Kapı tekrar çaldığında parmak uçlarımda ilerlemeye başladım. Ölü taklidi yapsam gider miydi?
"İçerde olduğunu biliyorum. Aç şu kapıyı Chanyeol. Eve geleceğini söylemiştin."
"BEKLE!"
"Oh... Tanrı'ya şükür oradasın. Aç hadi."
"BEKLE DEDİM!"
Beni duyduğuna emin olduktan sonra hızla giyinmeye başladım. Tişörtümü geçirirken su ısıtıcının sesini duydum. Tam da zamanıydı.
Kapıyı açtım ve pes ederek önünden çekildim. Zaten teklifsiz içeri girmeye alışıktı.
"Beni özlerken acı çekiyor olmalısın."
"Bunda ciddi misin Yifan?"
"Bir kahveye hayır demem."
"Senin için sütsüz ve şekersiz bir zehir hazırlayacağımdan hiç şüphen olmasın."
"Bol süt tozu ve bol şeker. Lütfen."
Son kelimeyi gülümseyerek bastırdı. Sonra aniden yanıma gelip saçlarıma dokundu.
"Ne yapıyorsun?"
"Az önce çıplak mıydın? Yani ben o kapının arkasındayken sen çıplaktın. Tanrım..."

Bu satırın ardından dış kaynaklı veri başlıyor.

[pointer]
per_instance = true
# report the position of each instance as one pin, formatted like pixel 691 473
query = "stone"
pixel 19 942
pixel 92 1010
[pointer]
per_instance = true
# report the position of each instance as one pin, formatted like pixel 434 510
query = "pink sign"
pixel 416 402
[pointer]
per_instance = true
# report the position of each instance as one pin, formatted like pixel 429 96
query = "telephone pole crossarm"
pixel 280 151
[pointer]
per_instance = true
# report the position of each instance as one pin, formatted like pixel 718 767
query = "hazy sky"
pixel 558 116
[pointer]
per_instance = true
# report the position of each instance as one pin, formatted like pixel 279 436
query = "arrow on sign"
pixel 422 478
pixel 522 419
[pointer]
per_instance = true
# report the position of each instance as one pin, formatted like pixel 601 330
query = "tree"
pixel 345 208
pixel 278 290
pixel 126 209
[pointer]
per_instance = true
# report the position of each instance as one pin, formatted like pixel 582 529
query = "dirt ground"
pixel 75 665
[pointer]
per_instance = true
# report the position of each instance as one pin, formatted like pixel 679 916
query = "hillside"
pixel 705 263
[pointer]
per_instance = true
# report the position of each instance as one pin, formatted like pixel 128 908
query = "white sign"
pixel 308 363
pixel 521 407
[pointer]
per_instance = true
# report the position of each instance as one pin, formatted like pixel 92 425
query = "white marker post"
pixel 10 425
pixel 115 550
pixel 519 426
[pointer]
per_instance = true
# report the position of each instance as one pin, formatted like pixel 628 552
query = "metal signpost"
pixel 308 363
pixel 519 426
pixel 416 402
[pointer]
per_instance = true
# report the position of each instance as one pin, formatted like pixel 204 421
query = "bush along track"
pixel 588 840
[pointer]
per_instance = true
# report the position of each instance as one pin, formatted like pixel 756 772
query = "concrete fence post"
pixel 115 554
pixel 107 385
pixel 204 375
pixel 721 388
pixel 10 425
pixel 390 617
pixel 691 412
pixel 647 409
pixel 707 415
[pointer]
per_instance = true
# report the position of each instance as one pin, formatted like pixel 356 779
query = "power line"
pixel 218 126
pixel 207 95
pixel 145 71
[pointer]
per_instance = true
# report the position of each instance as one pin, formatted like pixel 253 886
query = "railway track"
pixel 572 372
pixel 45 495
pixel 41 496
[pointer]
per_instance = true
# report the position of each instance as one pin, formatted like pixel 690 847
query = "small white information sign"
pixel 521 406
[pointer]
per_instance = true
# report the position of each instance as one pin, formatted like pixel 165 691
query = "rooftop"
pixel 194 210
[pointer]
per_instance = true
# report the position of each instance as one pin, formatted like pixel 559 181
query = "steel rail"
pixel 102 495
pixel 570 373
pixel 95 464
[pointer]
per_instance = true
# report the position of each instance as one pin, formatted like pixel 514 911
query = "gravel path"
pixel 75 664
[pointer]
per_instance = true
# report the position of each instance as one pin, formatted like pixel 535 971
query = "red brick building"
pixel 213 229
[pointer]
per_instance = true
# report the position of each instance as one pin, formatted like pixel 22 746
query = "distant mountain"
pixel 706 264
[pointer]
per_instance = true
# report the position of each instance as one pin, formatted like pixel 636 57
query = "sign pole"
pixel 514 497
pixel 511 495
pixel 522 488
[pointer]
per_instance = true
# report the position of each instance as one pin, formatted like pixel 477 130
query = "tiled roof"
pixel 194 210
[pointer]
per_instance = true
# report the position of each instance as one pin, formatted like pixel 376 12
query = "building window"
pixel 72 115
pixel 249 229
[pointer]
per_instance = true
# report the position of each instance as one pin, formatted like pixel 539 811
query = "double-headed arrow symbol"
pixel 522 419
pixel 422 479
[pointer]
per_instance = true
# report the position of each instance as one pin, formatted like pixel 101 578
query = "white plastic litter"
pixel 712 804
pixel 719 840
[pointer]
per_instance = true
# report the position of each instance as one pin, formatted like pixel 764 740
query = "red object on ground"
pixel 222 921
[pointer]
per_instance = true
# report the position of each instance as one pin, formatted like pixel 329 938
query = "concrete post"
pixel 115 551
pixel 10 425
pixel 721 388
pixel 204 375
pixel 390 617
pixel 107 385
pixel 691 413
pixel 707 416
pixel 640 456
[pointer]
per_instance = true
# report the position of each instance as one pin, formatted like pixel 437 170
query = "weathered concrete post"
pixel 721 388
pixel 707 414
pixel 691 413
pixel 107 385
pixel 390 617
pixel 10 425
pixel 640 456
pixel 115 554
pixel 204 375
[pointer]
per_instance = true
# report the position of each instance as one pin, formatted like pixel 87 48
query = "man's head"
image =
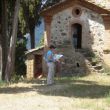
pixel 52 47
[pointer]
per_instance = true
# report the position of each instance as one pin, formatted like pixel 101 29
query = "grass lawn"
pixel 90 92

"Yifan! Böyle şeyler söylemeye devam edersen gerçekten kötü olacak."
Topallayarak salona girdi ve en sevdiğim koltuğuma yerleşti.
"Bu koltuğu seviyorum."
"Ben de öyle... Bu arada neden topallıyorsun?"
"Bunu nasıl fark ettin. Saklamak için epey çaba gösteriyordum."
Kahve hazırlamaya giderken güldüm.
"İnan bana çok belli oluyor. Yoksa düştün mü?"
"Üç gündür böyleyim. Bana karşı ne kadar da dikkatsizsin."
"Gerçekten mi? Ben peşimde koşarken oldu sanmıştım."
Kahkaha attığını duyunca ben de güldüm. Kahvelerimizi alıp yanına gittim. Karşısındaki koltuğa geçmeye hazırlanırken koluma yapıştı.
"Buraya otursan olmaz mı?"
"Salonum o kadar da küçük değil Yifan."
"Evet, küçük değil ve karşıma oturursan bu mesafe daha da büyüyecek.
Yanına oturup kahvemden bir yudum aldım.
"Neden topalladığını söylemeyecek misin?"
"Bunu bilmek istemezsin."
"İstiyorum."
"Yixing yaptı."
"Neden?"
"Onunla artık aramız iyi değil."
"Bu, bacağını sakatlamasına yeter mi?"
"Ona seni sevdiğimi söylediğimde öfkelendi. Onun dövüş yeteneklerini bilirsin..."
"Sana bunu benim yüzümden mi yaptı?"
İlk kez yüzüne bu kadar dikkatli bakıyordum. Dudağının kenarındaki küçük yarayı bugüne kadar fark etmemiş olmam mucizeydi.
Elim istemsizce oraya gitti. Dokunduğumda yüzünü buruşturarak geri çekildi.
"Acıyor..."
Koşarak odama gittim ve ilaç çantamı alıp yanına döndüm. Bir parça pamuğa birkaç damla ilaç döküp yarasının üzerine sürdüm.